SamFan Thomas, No satisfaction (JPS)
Avant, le Camerounais SamFan Thomas faisait du makassi. Dirigé par une solide ligne de basse, ce rythme sortant tout droit de la tradition bamiléké, de l’ouest du Cameroun, concurrençait sérieusement le makossa et le bikutsi. Maintenant, SamFan ne parvient même plus à se plagier. Il est difficile de mettre un nom sur ce rythme qui tend de plus en plus vers un afro-zouk qui ne dit pas son nom. Un album qui est largement en dessous du réel talent de l’artiste et que l’on peut qualifier de manque de respect aux amateurs et aux fans.
Guy Lobé, O Ya Yo (JPS)
Qu’est-ce qui sépare le Guy Lobé d’il y a dix ans et celui d’aujourd’hui ? Une pléiade d’albums ; certains diront trop… Il y a aussi un style qui depuis le célèbre « Ami, Amyo » n’a pas réellement évolué, si bien que cet ensemble composé de makossa, de rythmes congolais et de zouk a de quoi lasser.
El Hadji Faye, Etoile 2000 de Dakar (Mélodie)
Cet ancien membre de l’Etoile de Dakar, groupe fondé à la fin des années 70 et dont faisait partie Youssou Ndour, n’a pas connu le même rayonnement que ses anciens coéquipiers. Le mbalax a du mal à décoller de son contexte local. Ce qui n’est pas forcément synonyme de médiocrité, mais le travail à l’enregistrement semble quelque peu négligé. On peut le regretter, car El Hadj Faye possède une réelle personnalité musicale.
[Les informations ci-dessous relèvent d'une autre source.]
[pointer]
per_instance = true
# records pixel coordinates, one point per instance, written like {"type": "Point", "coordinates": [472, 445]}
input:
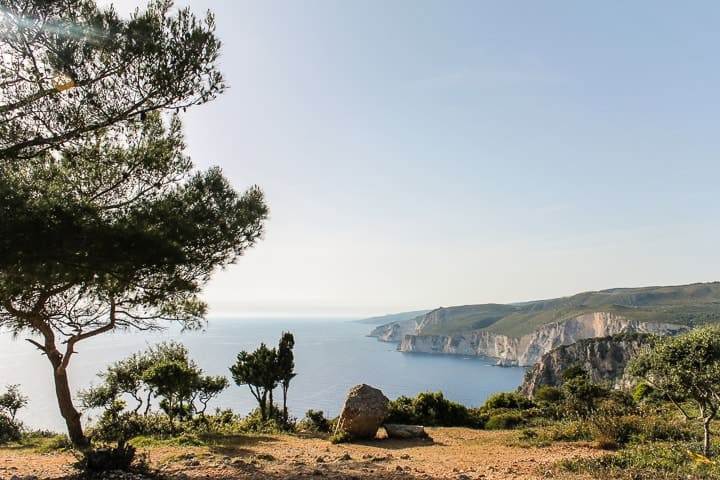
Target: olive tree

Anto Déne Wade, Alerte rouge (Mélodie)
Dommage que l’album ne compte que cinq titres. Dommage aussi que le travail d’enregistrement et de conception soit quelque peu bâclé car cet ancien membre de Langa Langa Star – encore un – semble passer facilement du soukouss, à la salsa et de la rumba au zouk et à les faire fusionner de façon imperceptible, comme si l’un découlait de l’autre. Les voix assez classiques sont bien posées sur des thèmes déjà popularisés par le « ghetto » et, avantage des sons provenant de cette région de l’Afrique, c’est toujours aussi dansant.
Moribo Koïta, Sorotoumou (Cobalt)
Nombreux sont les Maliens qui, une fois arrivés à Paris, revendiquent haut et fort des origines griotiques comme justificatif à une pratique musicale à but essentiellement lucratif. Il y en a tellement que l’on s’y perd facilement. Moribo Koïta n’a jamais eu besoin de crier sur les toits qu’il était griot. Il suffit d’entendre la façon dont il égrène les cordes de son ngoni, petit instrument à quatre cordes chez les Bambaras, « véritable instrument des griots », pour comprendre pourquoi les meilleurs ont sollicité ses services. Certes, « Sorotoumou » est un album vieux de près de deux ans, mais les deux concerts que Moribo s’apprête à donner au mois de mai à Dijon et à Istres le réactualise. Et de toute façon, Moribo Keïta reste actuel à tout moment !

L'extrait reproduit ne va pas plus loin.